Sallekhanā and the End-of-Life Option of Voluntarily Stopping of Eating and Drinking: An Ethical Argument to Consider the Jain Practice of Fasting to Death as Different from Suicide
Jains have a wide constellation of different types and lengths of fasts. Within this constellation, sallekhanā, or the soteriological practice of fasting to death, is the summum bonum. While the rite went uncontested for over two millennia, in recent years it became a matter of the courts. Declaring death by sallekhanā as an unnatural death, the Rajasthan High Court criminalized the practice as illegal on 10 August 2015. Soon after the Supreme Court of India stayed the ban on sallekhanā. While the final ruling is still pending, the Rajasthan Court case brought to the foreground pertinent questions around fasting and the ethics of dying. Is, for instance, sallekhanā a form of suicide? Or also, does the support of a sallekhanā-aspirant constitute assisted suicide? In this lecture, I make an ethical argument to consider the Jain practice of fasting to death (known as sallekhanā) as different from suicide. To this end, I bring the Jain fast into conversation with the practice of ‘Voluntarily Stopping of Eating and Drinking’ (VSED), an end-of-life option, available in various countries for competent adults, to hasten the end of life by consciously choosing to not eat and drink. From a medical and legal point of view sallekhanā can be considered a form of VSED. Although differing in terms of intent and historical context, the two practices are similar insofar that they relate to capable and sound individuals who voluntarily forego food and water until death.

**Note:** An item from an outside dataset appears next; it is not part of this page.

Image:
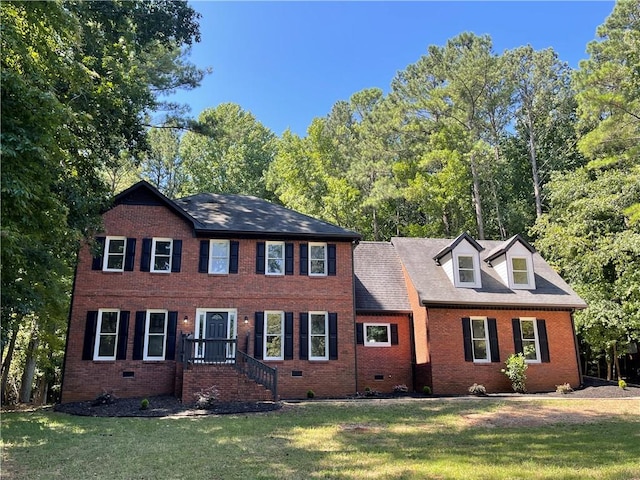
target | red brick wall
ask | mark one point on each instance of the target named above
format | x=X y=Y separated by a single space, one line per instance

Showing the critical similarity between VSED and sallekhanā, I argue that the grounds put forward by major medical associations and legal societies to differentiate VSED from suicide are equally applicable to the case of sallekhanā.
Claire Maes studied Indian Languages and Cultures at Ghent University, Belgium, and Indian Philosophy at the University of Mysore in India. She earned her Ph.D. degree in 2015 from Ghent University with a dissertation that examines the influence of Jain thought and practice on the Buddhist monastic community in early India. Soon after, she joined the University of Texas at Austin where she worked for several years at the Asian Studies Department, first as a postdoctoral fellow of The Robert H. N. Ho Family Foundation Program in Buddhist Studies, and subsequently as a Sanskrit lecturer. Since September 2021, she is an assistant professor at the Department of Indology at the University of Tübingen, Germany. Her principal research topics are the Jain understandings of what constitutes a good death and the development of the Buddhist monastic community in ancient India.